Indécisions, ambiguïtés puis raidissement absurde côté grec, manque de confiance des partenaires européens. L’accord auquel la Grèce et ses créanciers sont parvenus aujourd’hui sera douloureux pour le pays. Défendant samedi cette perspective devant son Parlement, Tsipras a enfin reconnu qu’il n’y avait pas d’alternative et qu’il faut choisir «le moindre mal».
Mieux vaut tard que jamais, la Grèce semble vouloir rester européenne, mais son gouvernement le lui fait payer cher. Encore faudra-t-il respecter les engagements pris, surtout du côté grec, mais aussi européen.
L’absence d’un «pôle opposé», sur lequel les extrêmes auraient pu s’appuyer, semble heureusement avoir exclu l’éventualité d’un abandon de l’Europe dont les conséquences auraient été catastrophiques. Poutine, pour autant qu’il constitue un pôle (en aucun cas comparable avec l’URSS de la Guerre froide), n’a pas du tout envie de se charger du «canard boiteux» grec, fût-il un atout stratégique. Et à propos de stratégie, relevons la déclaration du mercredi 8 juillet de Jack Lew, secrétaire au Trésor américain : «Un éventuel effondrement de la Grèce serait une faute géopolitique».

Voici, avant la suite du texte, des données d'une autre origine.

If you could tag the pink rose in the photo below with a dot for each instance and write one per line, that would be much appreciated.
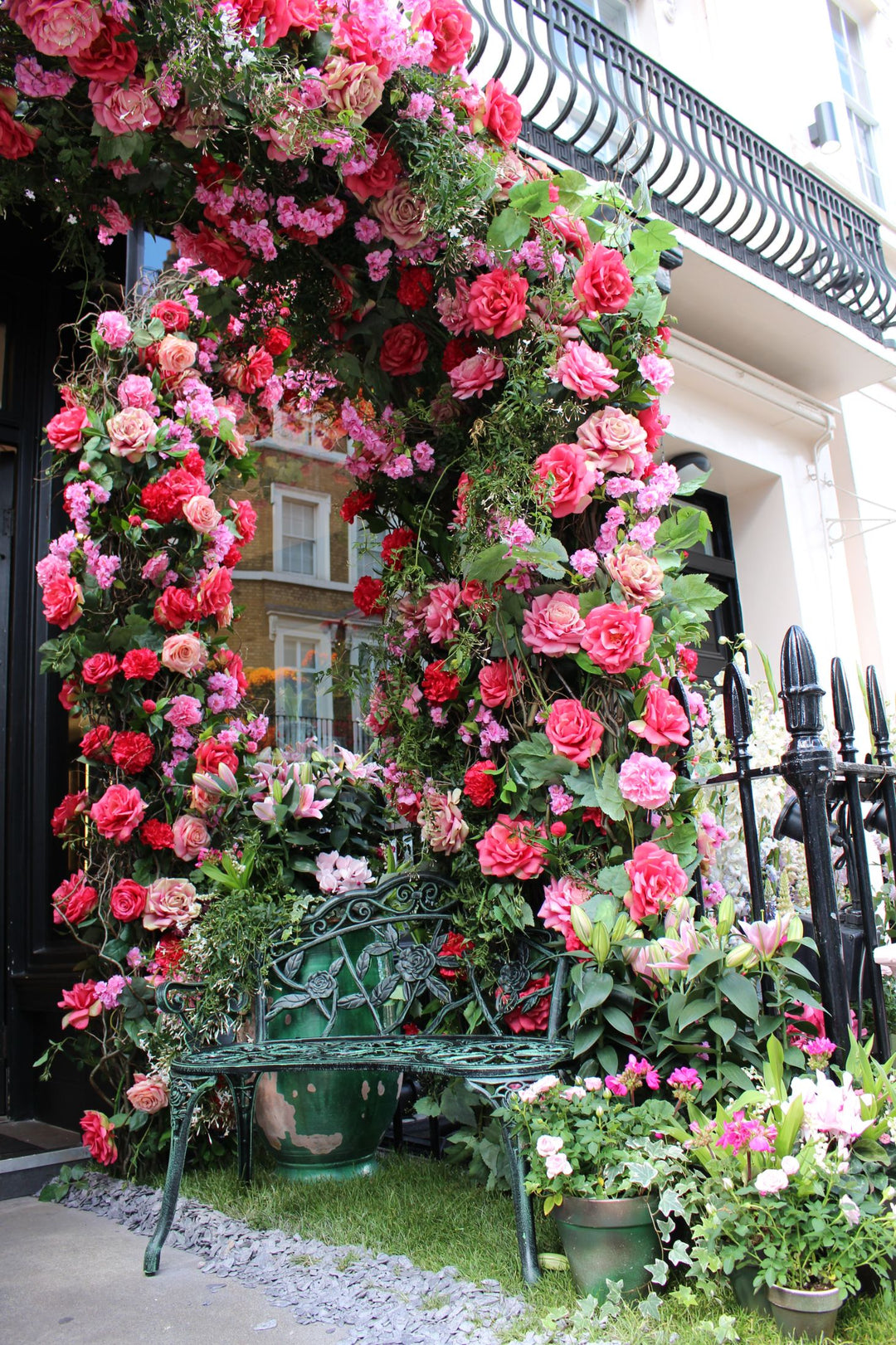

Finalement, ce sont les partenaires de la Grèce, grâce au sérieux coup de main de la France et de la Commission, qui ont décidé de donner une ultime chance à la Grèce de se transformer en un Etat moderne et de se doter d’une économie fonctionnelle. «L’étranger» semble tenir davantage à ce pays que ses dirigeants de tous bords.